Accurate navigation also relies on the ability to correctly judge distance. The best way to do this is to time your swimming pace or count your fin cycles. A single fin cycle is completed every time the left foot kicks downward. Determine how many cycles it takes you to swim a fixed distance such as 100 feet. Use a line that is precisely 100 feet in length and lay it straight along the bottom. Swim the length of the line using your normal swim pace and count each fin cycle. Repeat the swim four or five times and average the different counts. Note that your pace at depth is likely different from your pace on the surface.

Practice, Practice

Diver peers at digital compass watch looped on left arm
Digital compasses use a magnetometer to detect the earth’s magnetic field.

You need lots of practice to become a good compass navigator. Dry land practice is better than nothing, but to really master the art of underwater navigation you need to go diving, preferably in an area with minimal current. Practice choosing a point on the surface and trying to navigate to that point underwater. Once you have that down, try swimming back to where you started without surfacing. As a rule of thumb, a good navigator can swim 300 feet out and 300 feet back and arrive within 15 feet of where he started.

When you are ready for the big leagues, try swimming right-hand squares: Pick a heading and swim 100 feet, add 90° to the heading and swim 100 more feet in the new direction. Repeat this process twice more, and you should arrive back where you started. If you get a number higher than 360° at any point in your calculations, simply subtract 360° to get the heading you should use. To complete a left square, use the same procedure, but subtract 90° at each turn. If you really want to go for mastery, try swimming triangles by adding or subtracting 120° at each turn. Although you will probably never enjoy doing every dive while watching nothing but your compass, these skills provide an excellent foundation for practical navigation.

Practical Navigation

As divers, our primary navigational goals are finding some special point of interest during the dive and finding the boat or exit point at the end of the dive. Points of interest are easy because you can navigate directly to them if you know where they are and you have good instrument navigation skills. Finding the exit point, however, can be quite difficult, even for experienced divers. Since most of us usually exit the water at the same point we entered, it is a good habit to identify a prominent bottom feature near you as soon as you descend. Then look for some of the natural navigational clues that are present on nearly every dive site. Sites near beaches, for example, will typically have ripples in the sand that are parallel to the shoreline. On sites where there is a predominant direction of current flow, there are usually depressions in the sand upcurrent of solid objects and mounds of sand downcurrent. Cues such as these can keep you swimming in the right general direction and help bring you back to where you started. For example, to swim out and back perpendicular to the beach you only need to swim perpendicular to those ripples in the sand.

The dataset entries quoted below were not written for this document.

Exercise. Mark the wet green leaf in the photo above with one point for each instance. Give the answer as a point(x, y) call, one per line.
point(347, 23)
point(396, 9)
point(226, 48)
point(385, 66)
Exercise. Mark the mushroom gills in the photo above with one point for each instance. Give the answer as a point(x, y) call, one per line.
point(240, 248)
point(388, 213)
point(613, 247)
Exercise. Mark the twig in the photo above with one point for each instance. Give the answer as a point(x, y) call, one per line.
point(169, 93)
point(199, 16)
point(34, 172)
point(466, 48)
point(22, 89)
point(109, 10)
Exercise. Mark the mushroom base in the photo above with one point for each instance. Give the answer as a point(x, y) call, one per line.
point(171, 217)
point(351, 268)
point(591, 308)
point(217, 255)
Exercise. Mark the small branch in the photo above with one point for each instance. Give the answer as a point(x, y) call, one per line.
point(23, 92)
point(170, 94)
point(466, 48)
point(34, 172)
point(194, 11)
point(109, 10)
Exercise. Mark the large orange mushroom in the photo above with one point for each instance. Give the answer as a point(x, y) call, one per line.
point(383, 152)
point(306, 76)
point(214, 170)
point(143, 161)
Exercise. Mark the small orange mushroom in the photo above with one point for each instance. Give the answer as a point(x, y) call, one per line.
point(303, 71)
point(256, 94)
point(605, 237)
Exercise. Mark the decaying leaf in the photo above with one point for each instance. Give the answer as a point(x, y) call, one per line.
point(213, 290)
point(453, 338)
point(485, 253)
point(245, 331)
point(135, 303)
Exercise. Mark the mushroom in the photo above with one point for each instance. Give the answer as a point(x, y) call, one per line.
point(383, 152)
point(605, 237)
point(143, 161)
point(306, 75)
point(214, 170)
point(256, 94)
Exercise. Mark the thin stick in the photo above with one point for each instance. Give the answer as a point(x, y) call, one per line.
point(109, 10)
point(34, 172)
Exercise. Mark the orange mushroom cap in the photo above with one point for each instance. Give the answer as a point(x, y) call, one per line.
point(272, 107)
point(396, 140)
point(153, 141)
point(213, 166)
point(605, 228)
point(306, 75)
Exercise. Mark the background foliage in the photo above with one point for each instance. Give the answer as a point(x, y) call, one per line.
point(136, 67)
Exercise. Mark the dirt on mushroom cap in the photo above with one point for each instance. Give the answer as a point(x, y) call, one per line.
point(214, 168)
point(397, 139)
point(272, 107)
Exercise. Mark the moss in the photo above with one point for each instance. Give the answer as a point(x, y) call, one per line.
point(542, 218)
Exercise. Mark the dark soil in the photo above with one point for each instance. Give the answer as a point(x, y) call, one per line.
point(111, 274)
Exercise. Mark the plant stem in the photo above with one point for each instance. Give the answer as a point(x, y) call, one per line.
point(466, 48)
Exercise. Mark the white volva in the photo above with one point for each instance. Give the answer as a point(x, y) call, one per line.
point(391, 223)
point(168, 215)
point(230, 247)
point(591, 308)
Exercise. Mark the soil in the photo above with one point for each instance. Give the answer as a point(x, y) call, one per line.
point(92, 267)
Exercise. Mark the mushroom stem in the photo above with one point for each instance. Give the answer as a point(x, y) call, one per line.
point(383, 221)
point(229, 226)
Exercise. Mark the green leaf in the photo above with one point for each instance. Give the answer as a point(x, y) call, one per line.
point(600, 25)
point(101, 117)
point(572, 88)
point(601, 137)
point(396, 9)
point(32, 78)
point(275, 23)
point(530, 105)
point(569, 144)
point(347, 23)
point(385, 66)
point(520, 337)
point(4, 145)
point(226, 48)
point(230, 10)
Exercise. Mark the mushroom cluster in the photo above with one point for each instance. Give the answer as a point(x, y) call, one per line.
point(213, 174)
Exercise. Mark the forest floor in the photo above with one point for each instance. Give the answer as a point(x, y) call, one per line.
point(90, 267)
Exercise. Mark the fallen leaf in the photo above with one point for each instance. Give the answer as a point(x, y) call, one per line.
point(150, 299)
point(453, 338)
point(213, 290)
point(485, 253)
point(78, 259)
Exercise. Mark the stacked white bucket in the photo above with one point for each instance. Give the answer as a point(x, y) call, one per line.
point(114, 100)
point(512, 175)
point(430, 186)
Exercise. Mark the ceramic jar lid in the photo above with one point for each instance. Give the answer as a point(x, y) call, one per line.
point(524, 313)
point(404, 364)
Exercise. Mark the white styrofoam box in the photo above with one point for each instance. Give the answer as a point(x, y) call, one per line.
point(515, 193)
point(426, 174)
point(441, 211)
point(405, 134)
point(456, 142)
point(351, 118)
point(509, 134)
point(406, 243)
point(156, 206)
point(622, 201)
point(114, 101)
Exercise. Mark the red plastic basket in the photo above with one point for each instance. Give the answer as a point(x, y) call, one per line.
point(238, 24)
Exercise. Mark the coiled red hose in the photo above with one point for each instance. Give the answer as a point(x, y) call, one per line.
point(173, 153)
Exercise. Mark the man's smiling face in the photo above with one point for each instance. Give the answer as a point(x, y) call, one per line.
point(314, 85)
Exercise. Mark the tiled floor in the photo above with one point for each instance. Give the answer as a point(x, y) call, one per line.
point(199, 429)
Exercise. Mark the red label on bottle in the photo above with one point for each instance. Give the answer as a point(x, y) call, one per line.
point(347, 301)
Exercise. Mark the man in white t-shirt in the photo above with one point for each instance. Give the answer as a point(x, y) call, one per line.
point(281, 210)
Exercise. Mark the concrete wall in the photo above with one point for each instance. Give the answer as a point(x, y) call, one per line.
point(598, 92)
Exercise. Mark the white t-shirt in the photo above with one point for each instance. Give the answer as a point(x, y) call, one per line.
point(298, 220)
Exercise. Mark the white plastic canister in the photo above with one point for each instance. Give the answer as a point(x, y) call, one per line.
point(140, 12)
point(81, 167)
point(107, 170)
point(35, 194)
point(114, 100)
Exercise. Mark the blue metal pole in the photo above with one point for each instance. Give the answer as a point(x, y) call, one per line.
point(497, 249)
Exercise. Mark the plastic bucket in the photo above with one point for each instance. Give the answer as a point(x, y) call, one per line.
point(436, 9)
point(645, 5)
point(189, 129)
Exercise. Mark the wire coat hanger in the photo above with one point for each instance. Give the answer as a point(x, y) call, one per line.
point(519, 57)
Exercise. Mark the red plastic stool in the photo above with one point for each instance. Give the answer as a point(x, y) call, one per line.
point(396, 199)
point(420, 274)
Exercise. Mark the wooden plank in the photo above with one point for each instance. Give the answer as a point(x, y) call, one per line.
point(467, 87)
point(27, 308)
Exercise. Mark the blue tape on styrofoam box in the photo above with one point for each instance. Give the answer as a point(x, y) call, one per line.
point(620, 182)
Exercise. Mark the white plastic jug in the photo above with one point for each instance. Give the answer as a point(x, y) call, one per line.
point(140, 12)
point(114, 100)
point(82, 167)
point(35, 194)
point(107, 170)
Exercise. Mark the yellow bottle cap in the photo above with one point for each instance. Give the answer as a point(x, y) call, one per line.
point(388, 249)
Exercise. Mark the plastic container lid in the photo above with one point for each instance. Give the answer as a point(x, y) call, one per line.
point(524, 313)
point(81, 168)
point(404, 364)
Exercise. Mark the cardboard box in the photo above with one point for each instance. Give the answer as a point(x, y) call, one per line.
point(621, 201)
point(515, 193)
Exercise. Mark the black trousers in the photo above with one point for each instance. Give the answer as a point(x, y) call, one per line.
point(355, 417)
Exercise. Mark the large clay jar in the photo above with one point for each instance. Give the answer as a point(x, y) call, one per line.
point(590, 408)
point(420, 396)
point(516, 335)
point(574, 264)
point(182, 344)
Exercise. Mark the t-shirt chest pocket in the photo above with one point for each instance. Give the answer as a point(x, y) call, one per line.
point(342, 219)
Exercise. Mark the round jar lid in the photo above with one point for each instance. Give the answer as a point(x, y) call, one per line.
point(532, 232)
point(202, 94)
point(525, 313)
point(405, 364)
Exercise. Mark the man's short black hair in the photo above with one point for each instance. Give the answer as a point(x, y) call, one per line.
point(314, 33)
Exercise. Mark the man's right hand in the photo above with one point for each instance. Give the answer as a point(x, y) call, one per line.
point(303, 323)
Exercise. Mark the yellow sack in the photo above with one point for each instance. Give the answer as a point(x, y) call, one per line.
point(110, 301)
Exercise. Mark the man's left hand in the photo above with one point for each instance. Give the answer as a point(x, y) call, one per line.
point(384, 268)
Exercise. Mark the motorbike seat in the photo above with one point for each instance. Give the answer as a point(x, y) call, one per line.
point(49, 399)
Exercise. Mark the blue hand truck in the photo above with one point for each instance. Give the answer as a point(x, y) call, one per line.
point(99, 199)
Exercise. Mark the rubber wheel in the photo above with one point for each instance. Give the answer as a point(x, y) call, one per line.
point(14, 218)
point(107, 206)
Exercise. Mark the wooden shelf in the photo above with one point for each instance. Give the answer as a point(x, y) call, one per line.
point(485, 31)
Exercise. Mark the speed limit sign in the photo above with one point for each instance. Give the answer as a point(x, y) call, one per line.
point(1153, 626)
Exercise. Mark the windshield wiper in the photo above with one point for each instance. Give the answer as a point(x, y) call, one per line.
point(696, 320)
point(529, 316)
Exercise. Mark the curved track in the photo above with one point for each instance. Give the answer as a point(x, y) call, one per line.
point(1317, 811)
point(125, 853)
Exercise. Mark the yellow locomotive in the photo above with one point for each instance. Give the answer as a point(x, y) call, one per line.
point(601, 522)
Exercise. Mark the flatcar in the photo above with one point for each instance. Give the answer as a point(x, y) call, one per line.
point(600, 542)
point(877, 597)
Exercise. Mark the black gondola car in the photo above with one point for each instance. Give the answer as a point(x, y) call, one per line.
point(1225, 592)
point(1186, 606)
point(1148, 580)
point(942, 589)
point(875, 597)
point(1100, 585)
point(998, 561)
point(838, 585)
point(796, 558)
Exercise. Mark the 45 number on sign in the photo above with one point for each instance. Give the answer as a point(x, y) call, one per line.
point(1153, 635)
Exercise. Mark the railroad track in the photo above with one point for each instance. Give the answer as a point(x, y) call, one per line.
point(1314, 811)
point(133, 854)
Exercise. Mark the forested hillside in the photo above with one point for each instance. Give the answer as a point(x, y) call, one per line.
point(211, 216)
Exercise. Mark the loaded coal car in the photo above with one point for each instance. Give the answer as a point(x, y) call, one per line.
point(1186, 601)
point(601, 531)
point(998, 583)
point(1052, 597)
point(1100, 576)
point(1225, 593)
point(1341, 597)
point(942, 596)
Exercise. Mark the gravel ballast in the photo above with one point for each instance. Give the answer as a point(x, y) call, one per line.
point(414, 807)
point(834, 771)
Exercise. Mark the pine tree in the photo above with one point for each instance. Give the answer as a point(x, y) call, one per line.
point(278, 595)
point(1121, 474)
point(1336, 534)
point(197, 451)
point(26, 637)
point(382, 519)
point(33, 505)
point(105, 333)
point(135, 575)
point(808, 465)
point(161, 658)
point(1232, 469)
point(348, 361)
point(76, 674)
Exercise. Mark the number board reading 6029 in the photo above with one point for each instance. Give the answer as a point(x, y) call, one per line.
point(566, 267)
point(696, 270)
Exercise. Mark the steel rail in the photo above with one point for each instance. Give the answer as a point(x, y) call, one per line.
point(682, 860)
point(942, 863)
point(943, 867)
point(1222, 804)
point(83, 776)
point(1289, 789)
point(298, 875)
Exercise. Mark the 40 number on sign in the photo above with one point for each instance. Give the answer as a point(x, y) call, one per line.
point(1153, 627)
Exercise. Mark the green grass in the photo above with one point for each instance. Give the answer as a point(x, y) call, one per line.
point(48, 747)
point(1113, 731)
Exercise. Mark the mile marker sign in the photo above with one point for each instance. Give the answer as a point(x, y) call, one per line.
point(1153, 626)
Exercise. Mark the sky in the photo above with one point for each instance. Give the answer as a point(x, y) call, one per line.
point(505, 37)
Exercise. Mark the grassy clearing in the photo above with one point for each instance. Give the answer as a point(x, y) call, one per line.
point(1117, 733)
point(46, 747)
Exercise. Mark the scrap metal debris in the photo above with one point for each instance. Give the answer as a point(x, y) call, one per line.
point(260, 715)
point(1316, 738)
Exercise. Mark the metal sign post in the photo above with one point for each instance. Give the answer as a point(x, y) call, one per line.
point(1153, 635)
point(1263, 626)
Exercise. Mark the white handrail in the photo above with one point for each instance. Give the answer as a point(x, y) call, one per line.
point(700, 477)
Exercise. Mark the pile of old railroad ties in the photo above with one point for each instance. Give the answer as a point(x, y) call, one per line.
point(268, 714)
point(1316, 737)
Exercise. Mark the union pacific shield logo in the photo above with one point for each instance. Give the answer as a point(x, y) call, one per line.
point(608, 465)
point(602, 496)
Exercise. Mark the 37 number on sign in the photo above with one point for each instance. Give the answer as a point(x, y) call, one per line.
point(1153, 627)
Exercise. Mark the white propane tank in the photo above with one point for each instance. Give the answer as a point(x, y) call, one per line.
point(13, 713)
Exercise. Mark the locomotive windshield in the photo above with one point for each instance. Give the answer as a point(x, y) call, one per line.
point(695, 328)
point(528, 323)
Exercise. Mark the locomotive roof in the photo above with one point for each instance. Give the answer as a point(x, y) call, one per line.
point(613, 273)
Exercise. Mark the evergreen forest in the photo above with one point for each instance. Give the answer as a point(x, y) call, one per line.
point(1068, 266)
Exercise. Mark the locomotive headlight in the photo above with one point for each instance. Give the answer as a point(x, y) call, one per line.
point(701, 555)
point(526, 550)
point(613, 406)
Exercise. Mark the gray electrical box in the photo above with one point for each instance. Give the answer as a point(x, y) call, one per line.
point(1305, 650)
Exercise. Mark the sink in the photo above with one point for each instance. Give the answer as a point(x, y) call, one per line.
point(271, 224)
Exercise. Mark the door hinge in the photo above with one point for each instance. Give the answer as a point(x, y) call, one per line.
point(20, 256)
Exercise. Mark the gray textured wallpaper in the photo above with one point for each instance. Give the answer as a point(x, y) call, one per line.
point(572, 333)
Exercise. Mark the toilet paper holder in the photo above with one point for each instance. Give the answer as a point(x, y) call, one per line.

Reef lines, debris fields from wrecks and other physical structures can also be used to navigate but should be used with caution. These features do not always proceed in uniform directions, and if there are multiple structures it is easy to get off course. However, if you note your initial direction of travel with your compass and note the time, you will be able to use your compass in addition to these physical cues to help get you back to your starting point. If you start swimming north, and after five minutes you turn 90° to the left at the huge brain coral and then swim another seven minutes, you can return to the boat by reversing your direction, swimming about six or seven minutes and looking for the brain coral where you will turn 90° to the right and swim five minutes back to the boat.

Just as diving experience teaches us to enjoy being underwater without fixating on our gauges, navigation experience teaches us to find our way around without keeping our eyes permanently glued to our compasses. By spot checking the compass when you make your usual gas, depth and time checks, you will look like an expert by arriving back at the boat every time without the hazards of surfacing repeatedly to see where you are.